Il 25 febbraio del 2021 si è tenuto un webinar di presentazione della ricerca portata avanti nel contesto del progetto COLBAR-Europe, il quale ha come obiettivo il miglioramento del generale livello di conoscenza del contenuto dei contratti collettivi europei. Durante l’incontro sono stati affrontati tre principali nuclei tematici.

 

In primo luogo, sono stati presentati i risultati della ricerca, attraverso la quale sono stati analizzati più di 600 contratti collettivi stipulati in diversi 25 paesi dell’Unione Europea, coprenti il settore manifatturiero, dell’edilizia, del commercio e del settore pubblico.

 

I ricercatori che hanno collaborato a tale ricerca si sono posti principalmente cinque quesiti:

  • Quali sono i principali argomenti trattati dalla contrattazione collettiva? È possibile identificare modelli ricorrenti nei diversi paesi?
  • I contratti collettivi contengono differenti livelli retributivi e clausole di indicizzazione dei salari?

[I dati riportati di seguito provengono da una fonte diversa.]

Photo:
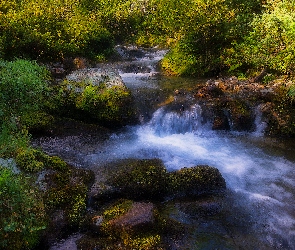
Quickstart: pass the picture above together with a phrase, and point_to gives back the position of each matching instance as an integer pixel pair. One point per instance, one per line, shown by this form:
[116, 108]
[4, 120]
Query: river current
[259, 212]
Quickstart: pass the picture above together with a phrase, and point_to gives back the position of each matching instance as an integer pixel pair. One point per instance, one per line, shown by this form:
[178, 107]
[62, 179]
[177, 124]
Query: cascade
[259, 206]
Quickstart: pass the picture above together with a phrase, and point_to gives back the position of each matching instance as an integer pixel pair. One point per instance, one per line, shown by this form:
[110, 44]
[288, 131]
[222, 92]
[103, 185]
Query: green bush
[190, 182]
[111, 106]
[22, 88]
[52, 29]
[207, 34]
[22, 212]
[270, 44]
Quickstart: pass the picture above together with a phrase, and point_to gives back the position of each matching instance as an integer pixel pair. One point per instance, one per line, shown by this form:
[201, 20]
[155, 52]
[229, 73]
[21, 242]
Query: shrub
[22, 212]
[111, 106]
[22, 88]
[270, 43]
[52, 30]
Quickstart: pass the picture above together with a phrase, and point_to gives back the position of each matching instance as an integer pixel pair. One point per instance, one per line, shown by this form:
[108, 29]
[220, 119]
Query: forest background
[204, 38]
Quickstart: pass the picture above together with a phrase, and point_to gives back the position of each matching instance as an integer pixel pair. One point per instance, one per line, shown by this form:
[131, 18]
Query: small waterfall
[260, 125]
[176, 122]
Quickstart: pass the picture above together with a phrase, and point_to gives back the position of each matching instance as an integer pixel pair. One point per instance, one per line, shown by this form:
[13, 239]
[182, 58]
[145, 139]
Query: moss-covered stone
[125, 225]
[27, 159]
[140, 179]
[106, 105]
[37, 122]
[195, 181]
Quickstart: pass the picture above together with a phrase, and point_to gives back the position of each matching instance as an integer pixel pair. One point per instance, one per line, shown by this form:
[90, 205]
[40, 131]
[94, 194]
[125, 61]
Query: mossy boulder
[149, 180]
[124, 224]
[140, 179]
[29, 159]
[195, 181]
[102, 99]
[38, 122]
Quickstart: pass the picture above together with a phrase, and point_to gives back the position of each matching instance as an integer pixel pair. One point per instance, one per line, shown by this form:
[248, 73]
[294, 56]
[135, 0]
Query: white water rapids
[260, 180]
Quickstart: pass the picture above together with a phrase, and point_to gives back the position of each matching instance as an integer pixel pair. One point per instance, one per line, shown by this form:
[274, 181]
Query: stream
[259, 208]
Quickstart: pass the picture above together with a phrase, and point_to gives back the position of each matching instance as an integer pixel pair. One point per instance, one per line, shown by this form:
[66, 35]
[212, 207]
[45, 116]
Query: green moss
[84, 101]
[22, 212]
[140, 179]
[189, 182]
[27, 160]
[120, 207]
[70, 198]
[37, 122]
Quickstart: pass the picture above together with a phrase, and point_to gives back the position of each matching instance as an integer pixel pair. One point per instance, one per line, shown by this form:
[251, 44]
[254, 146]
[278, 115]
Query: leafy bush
[22, 88]
[52, 29]
[270, 44]
[85, 101]
[22, 212]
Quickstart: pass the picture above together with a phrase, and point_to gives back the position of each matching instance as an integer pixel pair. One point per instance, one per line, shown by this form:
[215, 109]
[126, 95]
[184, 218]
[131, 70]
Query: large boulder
[94, 95]
[149, 180]
[195, 181]
[140, 179]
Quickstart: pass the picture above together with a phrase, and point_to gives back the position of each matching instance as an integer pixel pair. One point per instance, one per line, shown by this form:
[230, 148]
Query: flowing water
[259, 207]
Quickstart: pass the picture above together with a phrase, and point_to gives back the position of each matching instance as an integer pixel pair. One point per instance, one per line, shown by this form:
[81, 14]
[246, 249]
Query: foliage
[110, 106]
[71, 198]
[22, 212]
[22, 88]
[52, 29]
[11, 140]
[210, 30]
[270, 43]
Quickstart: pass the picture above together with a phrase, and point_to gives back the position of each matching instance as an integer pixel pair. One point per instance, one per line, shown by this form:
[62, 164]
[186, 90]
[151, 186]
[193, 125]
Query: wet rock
[139, 214]
[97, 76]
[195, 181]
[202, 208]
[93, 96]
[140, 179]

Se sì, quali sono i rapporti tra tali livelli tra i diversi paesi e nei diversi settori dell’economia?
  • Le parti sono disposte a rinunciare ad alcune clausole a favore di altre, al fine di perseguire la propria agenda di contrattazione?
  • I contratti conclusi da sedi nazionali di imprese multinazionali hanno contenuto simile? Si allineano ai contenuti dei contratti transnazionali?
  • È possibile creare una banca dati aggiornata di contrattazione collettiva a livello europeo?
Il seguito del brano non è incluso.